2

I want to parse an html file containing links exported from Delicious. I am using Nokogiri for the parsing. The file has the following structure:

<DT>
   <A HREF="http://mezzoblue.com/archives/2009/01/27/sprite_optim/"
      ADD_DATE="1233132422"
      PRIVATE="0"
      TAGS="irw_20">mezzoblue § Sprite Optimization</A>
<DT>
   <A HREF="http://datamining.typepad.com/data_mining/2008/11/minority-report-interface.html" 
      ADD_DATE="1226827542" 
      PRIVATE="0" 
      TAGS="irw_20">Minority Report Interface</A>
<DT>
   <A HREF="http://www.windowshop.com/" 
      ADD_DATE="1225267658" 
      PRIVATE="0" 
      TAGS="irw_20">Amazon Windowshop Beta</A>
<DD>Window shopping from Amazon

As you can see the link information is in the DT-tag and some links have a comment in a DD-tag.

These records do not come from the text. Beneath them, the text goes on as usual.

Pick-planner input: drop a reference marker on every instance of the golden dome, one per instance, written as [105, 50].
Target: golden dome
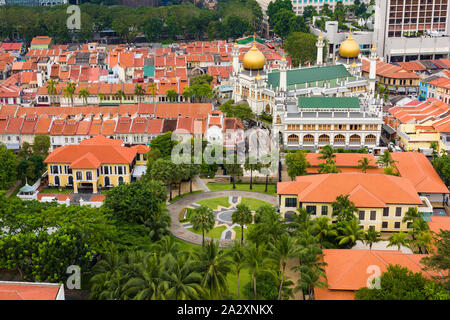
[349, 48]
[254, 59]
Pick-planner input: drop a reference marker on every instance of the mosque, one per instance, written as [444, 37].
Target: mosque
[316, 105]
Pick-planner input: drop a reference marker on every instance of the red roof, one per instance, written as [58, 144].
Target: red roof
[28, 291]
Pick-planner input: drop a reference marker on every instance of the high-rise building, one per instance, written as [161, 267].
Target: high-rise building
[412, 29]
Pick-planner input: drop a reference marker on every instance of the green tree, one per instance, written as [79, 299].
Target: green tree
[256, 261]
[343, 208]
[214, 265]
[296, 164]
[69, 91]
[399, 283]
[41, 144]
[351, 232]
[371, 236]
[242, 216]
[137, 201]
[139, 92]
[203, 219]
[439, 260]
[237, 256]
[252, 164]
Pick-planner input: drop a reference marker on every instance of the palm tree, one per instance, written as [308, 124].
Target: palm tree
[139, 92]
[238, 258]
[182, 281]
[371, 237]
[119, 95]
[153, 91]
[386, 159]
[84, 94]
[256, 261]
[214, 265]
[147, 284]
[351, 232]
[327, 153]
[323, 229]
[51, 89]
[398, 239]
[280, 251]
[242, 216]
[69, 90]
[364, 164]
[252, 164]
[203, 219]
[411, 215]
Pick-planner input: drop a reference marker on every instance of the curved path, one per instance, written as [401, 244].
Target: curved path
[183, 234]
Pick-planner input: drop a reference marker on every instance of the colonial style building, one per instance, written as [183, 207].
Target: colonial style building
[95, 163]
[382, 200]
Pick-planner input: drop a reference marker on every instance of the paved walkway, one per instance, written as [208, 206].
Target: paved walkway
[180, 232]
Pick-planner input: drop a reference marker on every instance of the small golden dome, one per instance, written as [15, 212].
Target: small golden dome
[349, 48]
[254, 59]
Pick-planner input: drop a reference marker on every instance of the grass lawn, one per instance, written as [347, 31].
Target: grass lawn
[237, 229]
[214, 233]
[56, 190]
[214, 203]
[258, 187]
[254, 204]
[184, 195]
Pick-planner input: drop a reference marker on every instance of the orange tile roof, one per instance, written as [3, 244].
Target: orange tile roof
[173, 110]
[365, 190]
[347, 269]
[390, 70]
[415, 167]
[91, 153]
[25, 291]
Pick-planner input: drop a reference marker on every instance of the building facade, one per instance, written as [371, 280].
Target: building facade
[382, 200]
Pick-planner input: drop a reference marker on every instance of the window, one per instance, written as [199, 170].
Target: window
[311, 210]
[361, 215]
[290, 202]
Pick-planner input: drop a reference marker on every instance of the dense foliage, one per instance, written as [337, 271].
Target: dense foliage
[182, 21]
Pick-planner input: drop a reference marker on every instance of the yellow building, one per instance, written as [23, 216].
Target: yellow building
[382, 200]
[421, 136]
[94, 163]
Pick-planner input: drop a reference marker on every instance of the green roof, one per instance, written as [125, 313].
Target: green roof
[329, 102]
[248, 40]
[149, 71]
[299, 76]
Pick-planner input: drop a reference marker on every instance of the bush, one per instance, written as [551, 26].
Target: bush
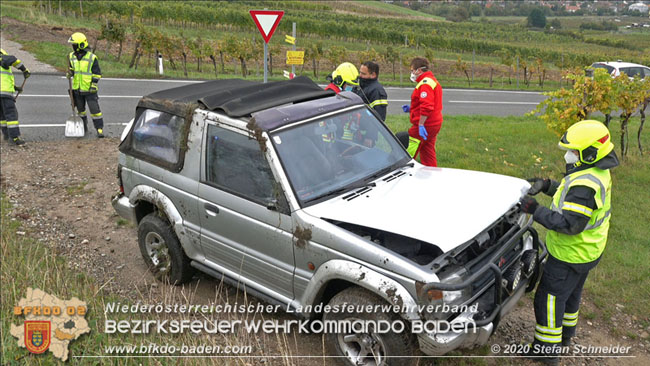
[536, 18]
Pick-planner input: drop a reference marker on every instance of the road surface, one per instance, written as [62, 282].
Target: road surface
[45, 105]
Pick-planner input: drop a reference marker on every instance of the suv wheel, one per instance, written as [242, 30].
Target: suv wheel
[162, 251]
[370, 349]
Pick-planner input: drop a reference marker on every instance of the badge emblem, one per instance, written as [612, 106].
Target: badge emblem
[37, 335]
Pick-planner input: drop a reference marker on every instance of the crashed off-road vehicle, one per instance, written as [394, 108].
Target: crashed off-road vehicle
[307, 198]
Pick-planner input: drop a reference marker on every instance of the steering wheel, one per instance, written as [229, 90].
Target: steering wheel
[347, 152]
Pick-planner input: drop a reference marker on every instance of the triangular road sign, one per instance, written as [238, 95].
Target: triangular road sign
[266, 21]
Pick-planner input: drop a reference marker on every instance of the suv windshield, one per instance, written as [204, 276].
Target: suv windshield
[337, 153]
[609, 69]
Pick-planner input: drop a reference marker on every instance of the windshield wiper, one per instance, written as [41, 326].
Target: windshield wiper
[338, 191]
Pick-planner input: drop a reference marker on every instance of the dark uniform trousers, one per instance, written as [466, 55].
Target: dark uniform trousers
[92, 99]
[9, 117]
[557, 301]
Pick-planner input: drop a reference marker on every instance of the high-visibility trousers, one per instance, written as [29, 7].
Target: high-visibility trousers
[9, 117]
[557, 300]
[80, 101]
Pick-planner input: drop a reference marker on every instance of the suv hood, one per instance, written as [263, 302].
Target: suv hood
[442, 206]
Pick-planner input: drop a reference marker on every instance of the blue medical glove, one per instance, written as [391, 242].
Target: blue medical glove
[423, 133]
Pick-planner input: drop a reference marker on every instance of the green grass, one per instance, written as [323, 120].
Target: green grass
[523, 147]
[398, 10]
[27, 262]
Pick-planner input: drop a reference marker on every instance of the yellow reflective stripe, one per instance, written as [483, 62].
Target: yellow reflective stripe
[547, 330]
[575, 207]
[413, 146]
[570, 323]
[379, 102]
[571, 315]
[550, 311]
[547, 338]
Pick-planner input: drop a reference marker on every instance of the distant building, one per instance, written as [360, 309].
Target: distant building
[571, 8]
[641, 7]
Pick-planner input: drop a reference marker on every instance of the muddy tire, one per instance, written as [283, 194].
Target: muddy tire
[162, 252]
[369, 348]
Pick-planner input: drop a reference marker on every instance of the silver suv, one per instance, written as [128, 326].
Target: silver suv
[307, 198]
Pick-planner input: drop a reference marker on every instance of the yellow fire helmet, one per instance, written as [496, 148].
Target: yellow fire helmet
[590, 138]
[80, 39]
[345, 73]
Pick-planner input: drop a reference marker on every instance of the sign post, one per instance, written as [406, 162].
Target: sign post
[266, 21]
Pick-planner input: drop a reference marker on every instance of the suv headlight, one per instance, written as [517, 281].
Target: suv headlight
[455, 297]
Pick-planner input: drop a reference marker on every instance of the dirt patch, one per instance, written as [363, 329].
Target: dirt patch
[61, 194]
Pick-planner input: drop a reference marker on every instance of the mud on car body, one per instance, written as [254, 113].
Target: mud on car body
[274, 186]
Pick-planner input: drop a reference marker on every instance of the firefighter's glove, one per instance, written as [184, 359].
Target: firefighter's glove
[528, 204]
[538, 185]
[423, 133]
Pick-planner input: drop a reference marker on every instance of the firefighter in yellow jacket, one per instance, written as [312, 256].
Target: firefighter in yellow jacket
[85, 72]
[578, 222]
[8, 111]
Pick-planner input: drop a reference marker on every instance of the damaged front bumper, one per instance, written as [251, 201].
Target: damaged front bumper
[493, 300]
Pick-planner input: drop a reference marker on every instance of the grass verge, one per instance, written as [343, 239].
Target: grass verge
[31, 263]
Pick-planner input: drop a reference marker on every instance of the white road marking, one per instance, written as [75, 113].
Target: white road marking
[153, 80]
[67, 96]
[63, 125]
[470, 90]
[470, 101]
[489, 102]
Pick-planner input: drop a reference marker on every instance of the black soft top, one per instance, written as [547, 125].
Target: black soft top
[235, 97]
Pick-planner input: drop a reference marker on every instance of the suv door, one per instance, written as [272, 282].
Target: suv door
[242, 228]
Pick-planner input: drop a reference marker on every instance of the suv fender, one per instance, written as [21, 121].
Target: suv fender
[359, 275]
[189, 241]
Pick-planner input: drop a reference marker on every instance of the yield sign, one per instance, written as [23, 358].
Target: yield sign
[266, 21]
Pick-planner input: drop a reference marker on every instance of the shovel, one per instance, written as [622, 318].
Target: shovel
[74, 126]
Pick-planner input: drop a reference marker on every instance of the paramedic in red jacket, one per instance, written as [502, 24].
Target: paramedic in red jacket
[426, 112]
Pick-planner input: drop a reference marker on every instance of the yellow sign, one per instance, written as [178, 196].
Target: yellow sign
[295, 57]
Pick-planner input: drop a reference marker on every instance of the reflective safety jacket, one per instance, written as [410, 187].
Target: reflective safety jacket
[426, 100]
[85, 66]
[7, 83]
[374, 95]
[588, 245]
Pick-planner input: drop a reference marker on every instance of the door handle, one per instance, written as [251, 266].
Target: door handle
[211, 210]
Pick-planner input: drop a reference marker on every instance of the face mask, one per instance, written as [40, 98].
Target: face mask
[570, 157]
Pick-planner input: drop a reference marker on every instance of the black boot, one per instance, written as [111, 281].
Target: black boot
[537, 353]
[18, 141]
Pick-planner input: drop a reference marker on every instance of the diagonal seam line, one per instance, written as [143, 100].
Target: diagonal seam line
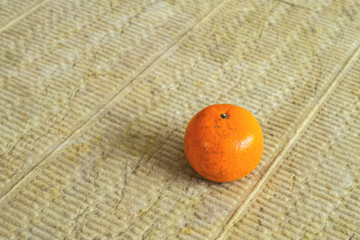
[23, 15]
[279, 157]
[97, 112]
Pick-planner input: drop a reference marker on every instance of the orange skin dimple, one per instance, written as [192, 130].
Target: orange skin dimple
[223, 142]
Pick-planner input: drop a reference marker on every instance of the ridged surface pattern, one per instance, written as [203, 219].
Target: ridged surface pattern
[315, 191]
[95, 97]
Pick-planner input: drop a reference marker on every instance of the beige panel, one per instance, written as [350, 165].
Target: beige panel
[64, 62]
[13, 10]
[123, 173]
[315, 191]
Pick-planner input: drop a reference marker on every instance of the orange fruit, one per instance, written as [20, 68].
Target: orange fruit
[223, 142]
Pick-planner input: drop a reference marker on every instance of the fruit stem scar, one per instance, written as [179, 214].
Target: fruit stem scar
[224, 116]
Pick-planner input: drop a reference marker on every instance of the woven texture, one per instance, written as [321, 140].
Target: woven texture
[95, 97]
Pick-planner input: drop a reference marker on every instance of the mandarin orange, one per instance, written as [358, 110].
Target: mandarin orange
[223, 142]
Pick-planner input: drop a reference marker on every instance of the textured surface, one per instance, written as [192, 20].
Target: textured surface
[95, 97]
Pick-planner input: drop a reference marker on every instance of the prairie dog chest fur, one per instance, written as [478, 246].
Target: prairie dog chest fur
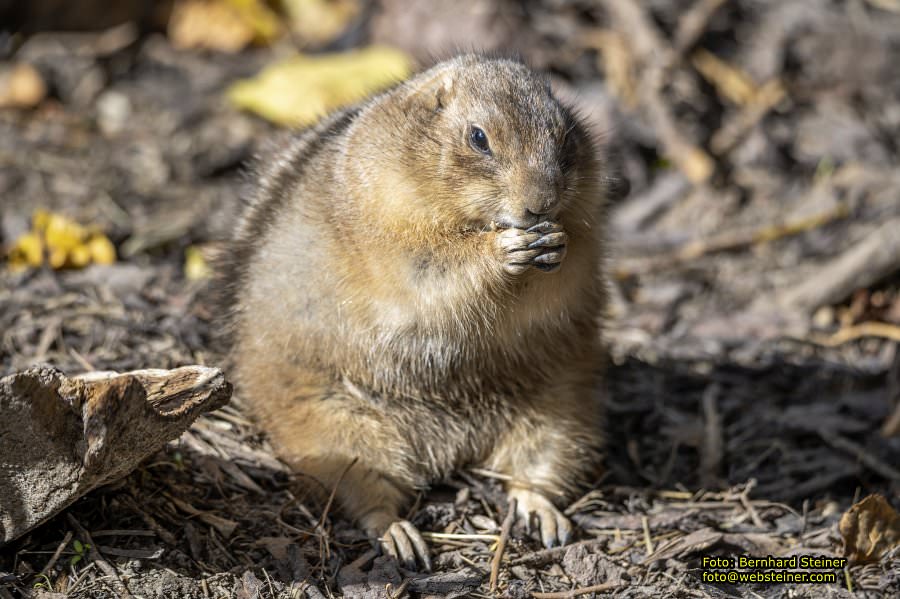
[417, 285]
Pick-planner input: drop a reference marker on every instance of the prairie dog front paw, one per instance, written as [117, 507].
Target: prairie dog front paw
[542, 246]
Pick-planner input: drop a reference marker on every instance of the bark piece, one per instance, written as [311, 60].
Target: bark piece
[61, 437]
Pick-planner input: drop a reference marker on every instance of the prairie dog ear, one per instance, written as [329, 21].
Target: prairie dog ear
[431, 89]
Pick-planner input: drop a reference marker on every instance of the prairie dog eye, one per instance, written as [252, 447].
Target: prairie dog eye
[478, 139]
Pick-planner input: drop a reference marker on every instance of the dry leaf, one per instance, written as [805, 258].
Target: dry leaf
[224, 25]
[317, 22]
[195, 266]
[870, 529]
[21, 86]
[63, 243]
[730, 82]
[300, 90]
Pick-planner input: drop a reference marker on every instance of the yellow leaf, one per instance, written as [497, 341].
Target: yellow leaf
[195, 266]
[27, 251]
[62, 234]
[300, 90]
[870, 529]
[79, 256]
[317, 22]
[65, 243]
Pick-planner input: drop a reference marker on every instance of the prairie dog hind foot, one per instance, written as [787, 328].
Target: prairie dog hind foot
[538, 512]
[397, 538]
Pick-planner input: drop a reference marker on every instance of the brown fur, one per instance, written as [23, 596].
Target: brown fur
[373, 318]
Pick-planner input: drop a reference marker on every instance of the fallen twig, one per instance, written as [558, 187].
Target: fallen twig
[865, 263]
[501, 544]
[597, 588]
[97, 557]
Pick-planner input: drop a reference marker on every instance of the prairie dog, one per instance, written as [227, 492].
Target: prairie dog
[417, 286]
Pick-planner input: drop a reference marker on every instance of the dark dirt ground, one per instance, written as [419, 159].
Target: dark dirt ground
[754, 377]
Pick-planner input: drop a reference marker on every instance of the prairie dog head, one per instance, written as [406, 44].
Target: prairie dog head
[487, 136]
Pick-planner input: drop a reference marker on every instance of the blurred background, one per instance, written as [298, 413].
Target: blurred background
[754, 267]
[759, 137]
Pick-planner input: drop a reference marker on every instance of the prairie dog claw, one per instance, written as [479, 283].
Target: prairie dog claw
[535, 510]
[542, 246]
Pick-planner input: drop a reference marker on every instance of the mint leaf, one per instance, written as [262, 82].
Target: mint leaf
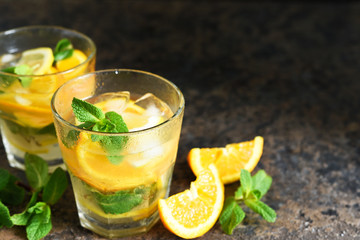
[21, 219]
[246, 182]
[39, 224]
[63, 50]
[5, 219]
[12, 194]
[111, 122]
[63, 54]
[262, 182]
[24, 70]
[55, 187]
[118, 121]
[4, 178]
[71, 138]
[231, 215]
[6, 80]
[86, 112]
[36, 170]
[121, 201]
[261, 208]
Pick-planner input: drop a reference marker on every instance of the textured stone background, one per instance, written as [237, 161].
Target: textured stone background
[286, 71]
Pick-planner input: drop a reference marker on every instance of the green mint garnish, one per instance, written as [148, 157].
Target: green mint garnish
[94, 119]
[125, 200]
[36, 216]
[251, 190]
[63, 50]
[119, 202]
[19, 70]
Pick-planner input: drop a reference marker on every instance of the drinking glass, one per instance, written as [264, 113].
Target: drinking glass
[117, 190]
[25, 115]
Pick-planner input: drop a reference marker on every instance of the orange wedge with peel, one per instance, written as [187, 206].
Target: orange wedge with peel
[229, 160]
[194, 212]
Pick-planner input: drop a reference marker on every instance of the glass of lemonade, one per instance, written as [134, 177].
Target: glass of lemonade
[118, 180]
[30, 72]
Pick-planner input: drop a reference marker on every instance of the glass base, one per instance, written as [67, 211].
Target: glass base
[113, 227]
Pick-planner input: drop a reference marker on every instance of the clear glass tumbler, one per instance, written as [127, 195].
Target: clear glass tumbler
[25, 115]
[117, 186]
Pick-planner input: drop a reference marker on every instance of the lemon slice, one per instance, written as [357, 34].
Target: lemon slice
[39, 59]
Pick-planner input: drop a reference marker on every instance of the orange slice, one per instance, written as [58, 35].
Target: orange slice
[94, 167]
[31, 110]
[44, 84]
[194, 212]
[228, 160]
[39, 59]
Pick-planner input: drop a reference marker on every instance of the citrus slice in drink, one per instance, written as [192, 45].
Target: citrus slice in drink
[96, 169]
[194, 212]
[229, 160]
[39, 59]
[29, 109]
[44, 84]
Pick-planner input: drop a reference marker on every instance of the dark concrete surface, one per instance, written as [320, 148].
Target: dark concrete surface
[288, 71]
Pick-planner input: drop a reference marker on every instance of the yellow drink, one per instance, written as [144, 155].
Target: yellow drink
[117, 191]
[26, 118]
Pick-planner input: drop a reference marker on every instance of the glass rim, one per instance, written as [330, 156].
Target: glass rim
[175, 115]
[60, 28]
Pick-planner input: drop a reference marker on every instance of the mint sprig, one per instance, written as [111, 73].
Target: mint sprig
[250, 192]
[94, 119]
[64, 49]
[36, 217]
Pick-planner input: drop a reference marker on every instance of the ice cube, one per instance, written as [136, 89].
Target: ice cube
[153, 106]
[114, 101]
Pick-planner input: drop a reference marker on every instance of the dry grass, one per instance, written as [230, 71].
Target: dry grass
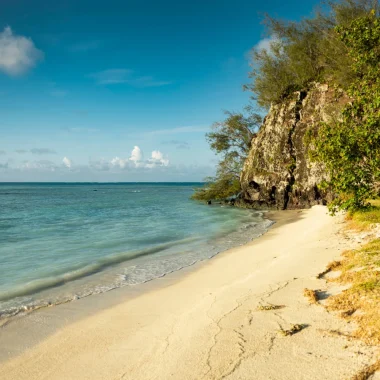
[362, 220]
[311, 295]
[367, 372]
[361, 302]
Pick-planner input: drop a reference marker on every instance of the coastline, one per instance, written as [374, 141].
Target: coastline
[202, 322]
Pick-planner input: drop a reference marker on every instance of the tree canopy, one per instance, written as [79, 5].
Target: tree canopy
[231, 139]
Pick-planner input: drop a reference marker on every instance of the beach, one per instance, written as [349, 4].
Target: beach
[209, 322]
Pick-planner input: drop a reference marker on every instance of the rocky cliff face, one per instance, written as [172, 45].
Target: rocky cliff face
[278, 172]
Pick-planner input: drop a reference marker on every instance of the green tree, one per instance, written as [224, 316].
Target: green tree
[350, 148]
[231, 139]
[304, 52]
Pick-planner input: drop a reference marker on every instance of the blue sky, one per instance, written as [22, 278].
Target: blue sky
[122, 90]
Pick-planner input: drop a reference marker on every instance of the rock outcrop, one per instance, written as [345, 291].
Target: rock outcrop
[278, 172]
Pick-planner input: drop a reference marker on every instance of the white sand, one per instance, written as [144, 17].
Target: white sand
[206, 325]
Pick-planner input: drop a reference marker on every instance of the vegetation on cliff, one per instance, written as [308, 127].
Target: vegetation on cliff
[231, 139]
[339, 46]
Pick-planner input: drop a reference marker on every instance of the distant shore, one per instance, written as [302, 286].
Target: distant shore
[207, 322]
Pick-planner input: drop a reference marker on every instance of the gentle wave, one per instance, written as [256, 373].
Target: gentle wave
[51, 282]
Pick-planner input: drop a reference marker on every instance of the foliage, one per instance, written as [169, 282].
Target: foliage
[232, 140]
[302, 52]
[350, 148]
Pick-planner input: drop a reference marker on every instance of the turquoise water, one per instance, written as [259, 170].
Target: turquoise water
[60, 242]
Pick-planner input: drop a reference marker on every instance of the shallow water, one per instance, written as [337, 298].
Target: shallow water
[60, 242]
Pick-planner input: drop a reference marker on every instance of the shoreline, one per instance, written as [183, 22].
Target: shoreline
[205, 313]
[65, 313]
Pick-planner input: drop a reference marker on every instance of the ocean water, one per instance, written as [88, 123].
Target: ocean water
[60, 242]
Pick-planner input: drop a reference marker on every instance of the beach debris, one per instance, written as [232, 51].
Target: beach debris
[330, 267]
[293, 329]
[347, 313]
[311, 295]
[367, 372]
[270, 307]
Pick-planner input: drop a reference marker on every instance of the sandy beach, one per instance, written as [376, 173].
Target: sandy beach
[208, 324]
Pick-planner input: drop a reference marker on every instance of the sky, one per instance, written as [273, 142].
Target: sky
[123, 90]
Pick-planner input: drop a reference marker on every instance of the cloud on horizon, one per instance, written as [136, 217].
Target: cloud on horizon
[67, 162]
[42, 151]
[136, 160]
[177, 143]
[18, 54]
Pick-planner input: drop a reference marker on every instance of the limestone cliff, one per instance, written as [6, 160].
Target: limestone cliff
[278, 172]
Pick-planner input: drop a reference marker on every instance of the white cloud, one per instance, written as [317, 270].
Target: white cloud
[38, 165]
[42, 151]
[119, 163]
[17, 53]
[157, 159]
[135, 161]
[67, 162]
[136, 155]
[112, 76]
[58, 93]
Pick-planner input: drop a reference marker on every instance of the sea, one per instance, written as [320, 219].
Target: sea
[64, 241]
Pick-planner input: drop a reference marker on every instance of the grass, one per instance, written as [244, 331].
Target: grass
[361, 302]
[367, 372]
[362, 220]
[360, 268]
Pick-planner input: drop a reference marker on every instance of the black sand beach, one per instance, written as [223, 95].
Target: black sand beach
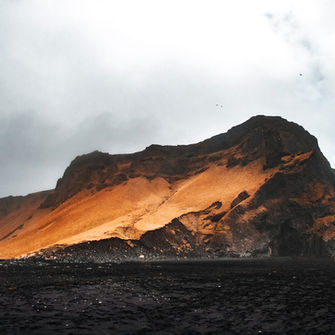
[202, 297]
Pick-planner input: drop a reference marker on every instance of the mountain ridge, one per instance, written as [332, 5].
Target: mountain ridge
[272, 186]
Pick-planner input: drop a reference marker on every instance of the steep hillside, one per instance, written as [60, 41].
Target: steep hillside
[262, 188]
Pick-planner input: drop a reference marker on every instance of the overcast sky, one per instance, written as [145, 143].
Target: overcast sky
[117, 76]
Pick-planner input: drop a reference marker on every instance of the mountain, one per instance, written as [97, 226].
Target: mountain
[262, 189]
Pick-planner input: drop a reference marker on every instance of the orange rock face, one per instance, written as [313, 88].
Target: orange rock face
[263, 188]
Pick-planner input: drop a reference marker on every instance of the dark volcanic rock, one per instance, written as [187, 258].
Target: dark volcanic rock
[271, 137]
[290, 211]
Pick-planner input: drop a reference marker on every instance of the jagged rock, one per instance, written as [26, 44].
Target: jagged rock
[262, 189]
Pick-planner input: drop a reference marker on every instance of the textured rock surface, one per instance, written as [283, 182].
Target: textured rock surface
[261, 189]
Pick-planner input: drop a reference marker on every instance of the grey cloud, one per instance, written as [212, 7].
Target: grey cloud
[34, 151]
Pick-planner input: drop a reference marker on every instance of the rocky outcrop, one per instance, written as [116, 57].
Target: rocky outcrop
[262, 189]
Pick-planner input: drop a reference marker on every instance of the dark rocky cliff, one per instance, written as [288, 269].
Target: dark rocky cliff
[291, 214]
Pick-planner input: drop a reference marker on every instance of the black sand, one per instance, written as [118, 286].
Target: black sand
[217, 297]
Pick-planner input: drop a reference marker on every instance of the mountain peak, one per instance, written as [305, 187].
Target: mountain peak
[262, 188]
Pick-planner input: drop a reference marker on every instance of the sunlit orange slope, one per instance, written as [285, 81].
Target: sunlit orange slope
[253, 171]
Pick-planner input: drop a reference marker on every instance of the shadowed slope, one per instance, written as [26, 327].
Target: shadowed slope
[263, 187]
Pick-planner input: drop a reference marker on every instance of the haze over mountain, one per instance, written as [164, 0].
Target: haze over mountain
[263, 188]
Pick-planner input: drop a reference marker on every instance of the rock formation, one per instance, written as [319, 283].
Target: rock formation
[262, 189]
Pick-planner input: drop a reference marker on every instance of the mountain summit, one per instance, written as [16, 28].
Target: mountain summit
[262, 189]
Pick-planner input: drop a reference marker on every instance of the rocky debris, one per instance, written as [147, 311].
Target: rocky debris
[292, 213]
[242, 196]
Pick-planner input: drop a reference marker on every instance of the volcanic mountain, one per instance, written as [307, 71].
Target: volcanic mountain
[262, 189]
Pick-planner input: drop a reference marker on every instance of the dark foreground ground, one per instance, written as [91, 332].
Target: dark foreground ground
[216, 297]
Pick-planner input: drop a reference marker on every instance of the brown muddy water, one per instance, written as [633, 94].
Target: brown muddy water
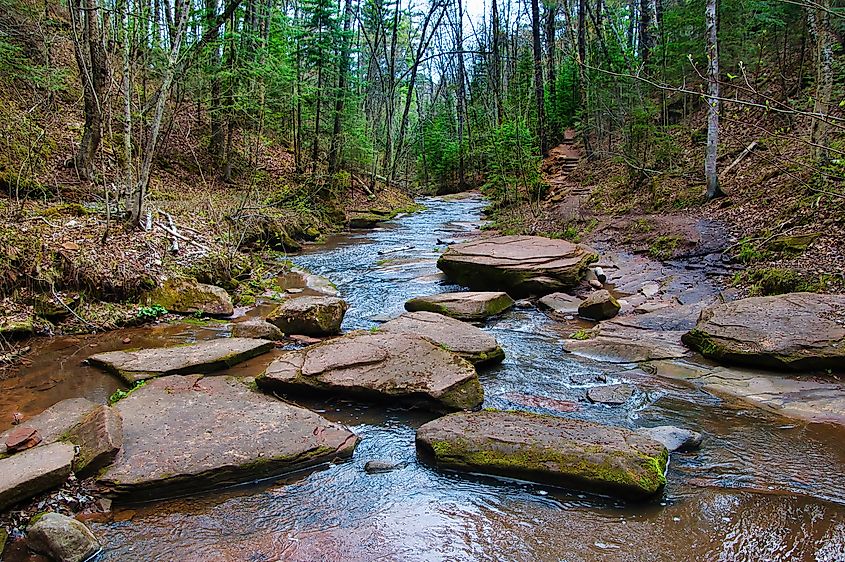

I do the following to get the link information:

doc.xpath('//dt//a').each do |node|
  title = node.text
  url = node['href']
  tags = node['tags']
  puts "#{title}, #{url}, #{tags}"
end

My question is how do I get the link information AND the comment when a dd tag is present?

magnushjelm
  • 476
  • 3
  • 16

3 Answers3

3

My question is how do I get the link information AND the comment when a dd tag is present?

Use:

//DT/a | //DT[a]/following-sibling::*[1][self::DD]

This selects all a elements that have a DT parent and all DD elements that are the immediate following sibling element of a DT element that has an a child.

Note: The use of the // is strongly discouraged because it usually leads to inefficiencies and anomalies in its use for the developers.

Whenever the structure of the XML document is known, avoid using the // abbreviation.

Dimitre Novatchev
  • 240,661
  • 26
  • 293
  • 431
2

Your question isn't clear about what you are looking for.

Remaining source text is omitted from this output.